Bunun üzerine bir Kanun uzmanı, “Öğretmen, bu sözlerle bize de hakaret ediyorsun” diye yakındı. Aslında bu kişiler insanlara yardımcı olmadıklarının farkına varmalıydı. İsa şöyle dedi: “Sizin de vay halinize ey Kanun uzmanları! Çünkü siz insanların omuzlarına taşınması zor yükler koyarsınız, ama kendiniz o yüklere parmağınızla bile dokunmazsınız. Vay halinize! Çünkü siz peygamberlerin mezarlarını inşa edersiniz, oysa onları atalarınız öldürmüştür” (Luka 11:45-47).
İsa’nın bahsettiği yük, sözlü gelenekler ve Ferisilerin Kanun hakkındaki yorumlarıydı. Bu kişiler halkın yaşamını kolaylaştırmıyor, aksine ağır bir yük haline gelen bu kurallara herkesin uyması gerektiği konusunda ısrar ediyorlardı. Habil’den bu yana Tanrı’nın peygamberlerini öldürenler onların atalarıydı. Şimdi, göstermelik bir saygıyla peygamberlere mezarlar inşa eden bu kişiler de aslında tutum ve davranışlarıyla atalarını örnek alıyorlardı. Hatta Tanrı’nın en önemli peygamberini öldürmek istiyorlardı. İsa Tanrı’nın bu nesilden hesap soracağını söyledi. 38 yıl sonra, MS 70’te bu gerçekleşecekti.
İsa şöyle devam etti: “Vay halinize ey Kanun uzmanları! Çünkü bilginin anahtarını alıp götürdünüz; kendiniz içeri girmediniz, girenleri de engellemeye çalıştınız” (Luka 11:52). Onlar, Tanrı’nın Sözünün anlamını öğretmeleri gerekirken, tam tersine bunu bilme ve anlama fırsatını insanların elinden alıyorlardı.

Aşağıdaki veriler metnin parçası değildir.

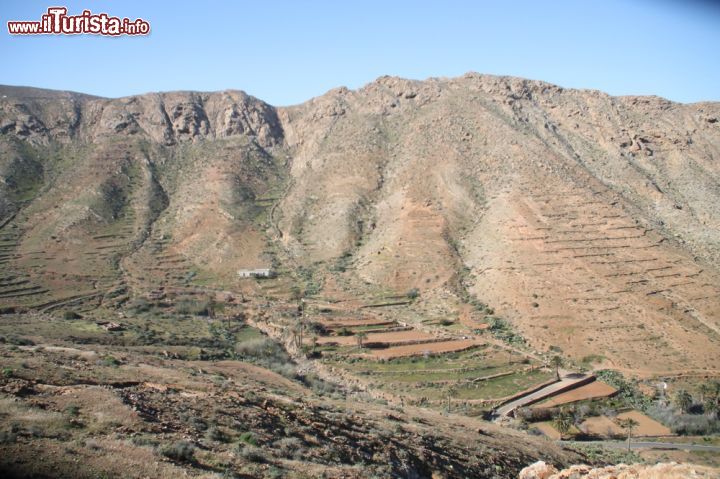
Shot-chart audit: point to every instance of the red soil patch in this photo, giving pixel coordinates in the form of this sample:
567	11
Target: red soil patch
595	389
390	337
419	349
604	426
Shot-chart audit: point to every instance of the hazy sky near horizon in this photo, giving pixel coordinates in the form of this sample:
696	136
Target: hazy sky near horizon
286	52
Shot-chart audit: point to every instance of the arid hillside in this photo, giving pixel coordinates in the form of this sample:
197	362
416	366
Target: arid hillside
590	222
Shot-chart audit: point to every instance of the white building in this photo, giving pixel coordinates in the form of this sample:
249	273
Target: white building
255	273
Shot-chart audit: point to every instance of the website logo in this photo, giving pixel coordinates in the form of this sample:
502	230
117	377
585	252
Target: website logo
57	22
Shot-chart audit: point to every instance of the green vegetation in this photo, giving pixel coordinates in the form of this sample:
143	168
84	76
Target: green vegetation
182	451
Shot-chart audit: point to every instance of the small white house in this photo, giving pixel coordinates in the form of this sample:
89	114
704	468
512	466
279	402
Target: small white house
255	273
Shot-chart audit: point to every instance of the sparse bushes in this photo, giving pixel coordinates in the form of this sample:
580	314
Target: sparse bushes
252	454
179	451
7	437
344	332
216	434
140	305
248	438
70	315
685	424
72	410
194	307
110	361
289	447
267	353
501	329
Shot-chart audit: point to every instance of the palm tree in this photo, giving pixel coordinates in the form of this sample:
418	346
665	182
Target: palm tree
683	400
563	422
360	337
628	424
557	361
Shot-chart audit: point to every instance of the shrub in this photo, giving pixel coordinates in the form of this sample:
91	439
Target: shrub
215	434
72	410
179	451
140	305
194	308
248	438
7	437
110	361
252	454
288	446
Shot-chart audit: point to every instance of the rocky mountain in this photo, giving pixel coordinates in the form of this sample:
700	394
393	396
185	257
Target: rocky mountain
589	222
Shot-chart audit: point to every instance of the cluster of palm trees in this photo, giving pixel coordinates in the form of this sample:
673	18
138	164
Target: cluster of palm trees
709	398
564	421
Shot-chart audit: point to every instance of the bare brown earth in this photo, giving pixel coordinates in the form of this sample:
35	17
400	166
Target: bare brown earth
596	389
502	220
588	221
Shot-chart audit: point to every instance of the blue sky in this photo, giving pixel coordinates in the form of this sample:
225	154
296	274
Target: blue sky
286	52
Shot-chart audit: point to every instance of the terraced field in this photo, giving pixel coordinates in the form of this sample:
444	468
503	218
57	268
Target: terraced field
620	290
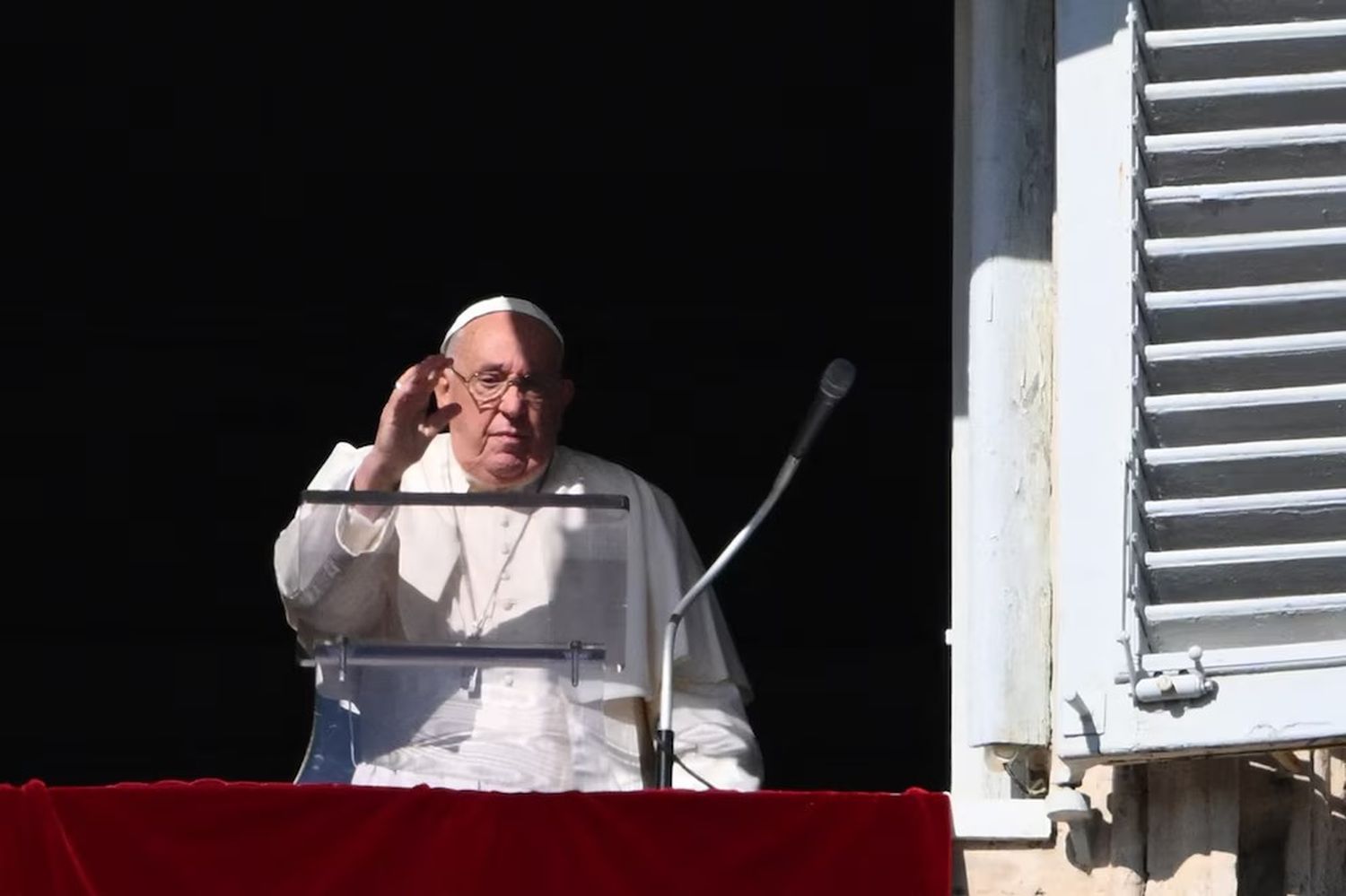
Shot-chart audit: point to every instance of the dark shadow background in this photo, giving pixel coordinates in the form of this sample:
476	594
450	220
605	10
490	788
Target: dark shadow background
215	315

Ferisiler ve yazıcılar bu sözlere nasıl tepki gösterdi? İsa oradan ayrılırken, ona öfkeyle karşı çıktılar ve sorularla sataştılar. Bu soruları bir şey öğrenmek istedikleri için sormuyorlardı. Niyetleri İsa’ya tuzak sorular sorarak tutuklanmasına yol açacak bir şey söyletmekti.